Interstitial Lung Diseases (ILDs)
Several authors studied a possible role of B-lines in the early detection of ILDs, especially when associated with autoimmune disorders [13,14]. The generation of ring-down artifacts is dependent on several factors, including the interaction between the chest wall, the air in the lung and even a small, non-detectable, pleural effusion [1,12]. The machine setting, the kind of probe used (i.e. convex, linear or phased-array) and the frequency strongly influence the generation and the number of rings down (or B-lines) artifacts [1,11]. We performed ILU in patients with Systemic Sclerosis-related ILD, Usual Interstitial Pneumonia (UIP) Chest-Computed Tomography (CT) pattern and Non-Specific Interstitial Pneumonia (NSIP) CT pattern [8]. The main finding is an increased thickness of the interface between the probe and the lung parenchyma, with no artifacts beyond it (Figure 2d & 2e). The ILU images highlight and confirm that ILDs should not be suspected by TUS B-lines count, as also stated previously [15,16]. On the other hand, the increased thickness of the hyperechoic pleural line should be considered as a “ringing bell” for ILD and lead the physician to ask for a chest HRCT scan [17].
Lung Nodules
VATS approach is the gold standard for both wedge and anatomical lung resections [18]. Nevertheless, lung nodules detection could be challenging in VATS, because palpation is clearly impaired by the reduced length of the incisions (19).
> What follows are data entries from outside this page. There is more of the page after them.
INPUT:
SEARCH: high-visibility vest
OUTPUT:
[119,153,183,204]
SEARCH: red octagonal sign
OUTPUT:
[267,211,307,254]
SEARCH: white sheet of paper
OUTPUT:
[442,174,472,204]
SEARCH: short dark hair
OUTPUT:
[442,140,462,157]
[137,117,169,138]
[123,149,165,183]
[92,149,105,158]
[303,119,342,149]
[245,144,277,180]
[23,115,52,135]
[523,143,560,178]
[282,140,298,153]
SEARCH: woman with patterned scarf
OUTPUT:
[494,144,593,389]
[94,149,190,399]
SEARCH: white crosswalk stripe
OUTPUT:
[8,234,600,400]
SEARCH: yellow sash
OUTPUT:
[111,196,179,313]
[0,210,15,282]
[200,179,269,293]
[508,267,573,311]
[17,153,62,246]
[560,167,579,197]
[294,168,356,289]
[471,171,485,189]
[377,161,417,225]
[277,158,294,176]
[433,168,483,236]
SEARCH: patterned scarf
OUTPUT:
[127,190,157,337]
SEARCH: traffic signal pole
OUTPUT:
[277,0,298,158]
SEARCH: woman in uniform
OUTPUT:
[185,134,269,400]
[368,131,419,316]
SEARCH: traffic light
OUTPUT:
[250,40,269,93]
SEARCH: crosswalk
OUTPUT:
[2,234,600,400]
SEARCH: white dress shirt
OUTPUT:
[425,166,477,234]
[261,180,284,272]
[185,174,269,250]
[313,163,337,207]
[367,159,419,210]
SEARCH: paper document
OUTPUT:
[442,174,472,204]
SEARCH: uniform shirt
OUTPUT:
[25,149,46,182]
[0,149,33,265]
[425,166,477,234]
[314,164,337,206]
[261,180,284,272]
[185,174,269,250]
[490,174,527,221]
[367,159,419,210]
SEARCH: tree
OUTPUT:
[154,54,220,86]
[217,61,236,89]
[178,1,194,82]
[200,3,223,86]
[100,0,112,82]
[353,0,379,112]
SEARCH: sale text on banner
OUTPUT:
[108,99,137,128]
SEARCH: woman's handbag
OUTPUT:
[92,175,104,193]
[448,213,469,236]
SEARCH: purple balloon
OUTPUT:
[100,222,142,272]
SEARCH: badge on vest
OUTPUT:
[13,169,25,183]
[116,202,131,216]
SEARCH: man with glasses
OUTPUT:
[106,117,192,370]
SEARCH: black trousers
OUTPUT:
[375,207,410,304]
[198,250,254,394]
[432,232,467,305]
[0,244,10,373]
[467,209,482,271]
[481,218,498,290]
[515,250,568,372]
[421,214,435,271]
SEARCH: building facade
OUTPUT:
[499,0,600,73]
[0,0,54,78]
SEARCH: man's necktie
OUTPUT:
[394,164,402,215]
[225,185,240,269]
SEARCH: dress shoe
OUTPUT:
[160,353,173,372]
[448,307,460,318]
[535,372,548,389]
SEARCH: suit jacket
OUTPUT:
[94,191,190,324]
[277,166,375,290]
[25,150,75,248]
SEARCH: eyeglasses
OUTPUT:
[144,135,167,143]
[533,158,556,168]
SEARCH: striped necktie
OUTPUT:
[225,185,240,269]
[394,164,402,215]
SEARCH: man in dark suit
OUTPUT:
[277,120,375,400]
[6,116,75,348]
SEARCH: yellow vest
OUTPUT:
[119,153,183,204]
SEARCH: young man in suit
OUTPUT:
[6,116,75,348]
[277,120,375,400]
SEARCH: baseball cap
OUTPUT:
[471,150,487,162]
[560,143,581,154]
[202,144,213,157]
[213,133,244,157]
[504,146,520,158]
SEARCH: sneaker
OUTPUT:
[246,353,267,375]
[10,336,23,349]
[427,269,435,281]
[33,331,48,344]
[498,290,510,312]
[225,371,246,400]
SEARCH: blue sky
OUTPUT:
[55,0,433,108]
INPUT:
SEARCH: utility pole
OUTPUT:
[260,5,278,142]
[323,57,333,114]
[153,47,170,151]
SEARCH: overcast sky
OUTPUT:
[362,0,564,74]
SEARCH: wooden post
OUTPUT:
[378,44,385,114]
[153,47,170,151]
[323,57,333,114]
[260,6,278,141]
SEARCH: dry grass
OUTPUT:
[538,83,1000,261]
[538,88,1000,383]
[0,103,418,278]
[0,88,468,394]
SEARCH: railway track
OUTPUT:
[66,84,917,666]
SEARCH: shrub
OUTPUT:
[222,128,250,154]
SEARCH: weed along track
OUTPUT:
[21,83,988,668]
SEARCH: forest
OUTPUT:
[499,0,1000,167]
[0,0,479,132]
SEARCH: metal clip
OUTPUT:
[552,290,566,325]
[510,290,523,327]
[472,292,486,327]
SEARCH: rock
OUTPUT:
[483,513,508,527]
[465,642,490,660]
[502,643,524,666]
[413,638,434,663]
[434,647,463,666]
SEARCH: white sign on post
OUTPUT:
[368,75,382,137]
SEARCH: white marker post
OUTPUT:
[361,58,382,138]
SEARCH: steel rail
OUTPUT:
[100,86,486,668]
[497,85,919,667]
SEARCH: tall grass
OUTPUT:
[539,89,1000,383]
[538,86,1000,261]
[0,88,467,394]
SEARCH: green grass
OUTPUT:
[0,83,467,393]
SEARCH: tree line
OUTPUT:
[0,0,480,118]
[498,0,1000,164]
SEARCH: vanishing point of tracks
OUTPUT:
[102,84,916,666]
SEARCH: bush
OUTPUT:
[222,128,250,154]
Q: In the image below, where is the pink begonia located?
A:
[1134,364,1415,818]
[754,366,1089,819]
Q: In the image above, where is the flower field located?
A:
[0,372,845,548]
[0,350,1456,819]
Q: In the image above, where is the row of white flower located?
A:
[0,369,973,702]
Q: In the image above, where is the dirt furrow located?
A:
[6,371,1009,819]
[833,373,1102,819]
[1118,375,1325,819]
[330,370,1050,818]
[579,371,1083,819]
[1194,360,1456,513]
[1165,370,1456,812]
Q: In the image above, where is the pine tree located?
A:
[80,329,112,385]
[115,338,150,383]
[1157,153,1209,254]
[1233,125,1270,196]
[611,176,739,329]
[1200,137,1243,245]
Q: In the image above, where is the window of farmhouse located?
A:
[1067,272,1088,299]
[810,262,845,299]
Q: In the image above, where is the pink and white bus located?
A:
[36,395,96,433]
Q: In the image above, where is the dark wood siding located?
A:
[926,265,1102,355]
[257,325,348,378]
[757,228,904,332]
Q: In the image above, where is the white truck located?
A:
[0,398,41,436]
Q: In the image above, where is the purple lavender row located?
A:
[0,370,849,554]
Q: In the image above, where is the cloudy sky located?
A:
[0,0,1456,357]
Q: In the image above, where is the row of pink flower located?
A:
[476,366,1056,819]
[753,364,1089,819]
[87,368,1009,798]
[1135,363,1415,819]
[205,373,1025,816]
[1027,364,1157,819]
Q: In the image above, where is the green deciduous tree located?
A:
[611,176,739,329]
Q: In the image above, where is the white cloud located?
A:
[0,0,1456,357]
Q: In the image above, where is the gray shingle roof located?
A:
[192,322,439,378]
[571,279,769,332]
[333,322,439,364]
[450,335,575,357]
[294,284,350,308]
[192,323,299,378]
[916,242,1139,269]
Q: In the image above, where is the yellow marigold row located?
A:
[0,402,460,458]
The role of ultrasound in nodules localization has been analysed also in a review by Lesser G et al. (20), but none of the techniques described employs a general laparoscopic linear probe and there is no reference about the correct machine setting. The ILU technique, using a high-frequency linear probe (12 MHz), allows a clear margin definition and the detection of also non-palpable nodules. Moreover, we found that, as in TUS, there is no echostructural specific pattern for benign or malignant lesions [21].
Conclusion
TUS is a rapid, safe, low cost, easy to use and and feasible imaging technique. On the other hand, the applications of ILU will broaden shortly. We described the US semeiotics of various lung disorders assessed with ILU and TUS. The comparison between TUS and ILU highlights how a deep knowledge of ultrasound basic physics principles is crucial for images interpretation.